A. Bolu Ajiboye, Ph.D.
Direct cortical control of hand and arm neuroprostheses has long been posited as a key achievement for intracortical brain-computer-interfaces (iBCIs). As part of the Braingate2 Pilot Clinical Trial, Case Western Reserve University / University Hospitals (Cleveland, OH) is investigating the use of iBCIs to control Functional Electrical Stimulation (FES) neuroprostheses for restoring arm and hand movements to persons with chronic high cervical spinal cord injury (SCI). One individual with C4 level SCI was implanted with two 96-channel microelectrode arrays in the precentral gyrus. The participant has demonstrated robust modulation of single-unit and high frequency spike power (> 300 Hz) sufficient to achieve, using a virtual anthropomorphic limb in stereoscopic space, two and three dimensional control of the wrist position, four dimensional control of the shoulder and elbow joints, and one or two dimensional control of pronation/supination, wrist flexion/extension, and hand aperture. We subsequently implanted 16 percutaneous fine-wire electrodes into the contralateral upper extremity for direct stimulation of muscles of the arm and hand.
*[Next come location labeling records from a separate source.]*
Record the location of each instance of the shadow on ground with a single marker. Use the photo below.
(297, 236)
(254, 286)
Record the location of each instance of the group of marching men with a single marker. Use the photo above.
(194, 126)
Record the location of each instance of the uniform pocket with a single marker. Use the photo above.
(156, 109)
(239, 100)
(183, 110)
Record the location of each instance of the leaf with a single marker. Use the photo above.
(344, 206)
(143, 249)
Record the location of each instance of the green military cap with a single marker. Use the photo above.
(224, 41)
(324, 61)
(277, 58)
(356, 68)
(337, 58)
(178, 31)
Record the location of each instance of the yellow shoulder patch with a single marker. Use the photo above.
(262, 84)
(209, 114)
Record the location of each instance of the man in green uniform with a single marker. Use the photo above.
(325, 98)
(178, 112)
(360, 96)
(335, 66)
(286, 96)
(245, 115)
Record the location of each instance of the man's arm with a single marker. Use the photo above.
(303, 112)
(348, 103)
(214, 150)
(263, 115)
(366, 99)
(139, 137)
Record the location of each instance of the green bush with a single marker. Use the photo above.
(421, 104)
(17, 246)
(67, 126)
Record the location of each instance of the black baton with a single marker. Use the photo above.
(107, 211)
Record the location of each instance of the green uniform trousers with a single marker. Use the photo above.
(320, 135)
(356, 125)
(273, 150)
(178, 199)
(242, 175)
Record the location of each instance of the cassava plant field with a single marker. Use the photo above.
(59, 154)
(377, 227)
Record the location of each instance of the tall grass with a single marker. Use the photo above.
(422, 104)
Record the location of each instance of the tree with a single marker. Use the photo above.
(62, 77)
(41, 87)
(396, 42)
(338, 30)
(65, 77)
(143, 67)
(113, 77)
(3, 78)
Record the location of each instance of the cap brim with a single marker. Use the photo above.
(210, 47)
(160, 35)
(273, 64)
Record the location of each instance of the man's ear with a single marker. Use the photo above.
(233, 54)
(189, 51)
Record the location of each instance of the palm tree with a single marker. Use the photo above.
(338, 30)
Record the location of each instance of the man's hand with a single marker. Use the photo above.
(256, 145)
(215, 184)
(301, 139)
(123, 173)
To enhance muscle resistance to fatigue, we implemented preprogrammed FES exercises patterns for whole hand grasping (lateral grip), elbow flexion/extension, and shoulder horizontal flexion/extension. During FES exercise, expected channel-specific stimulation artifact was observed on the cortical electrodes. We utilized multiple strategies for reducing and/or eliminating the stimulation artifact, including blanking, signal post-processing, and varying the size and location (including surface vs. percutaneous) of the anode. The participant demonstrated cortical control of the percutaneous FES system in performing a grasp force tracking task, as well as cued single-joint and multi-joint arm reaches. These early indicators of success pave the way for a fully implanted iBCI+FES system to restore complete arm movements to persons with chronic paralysis due to high cervical SCI.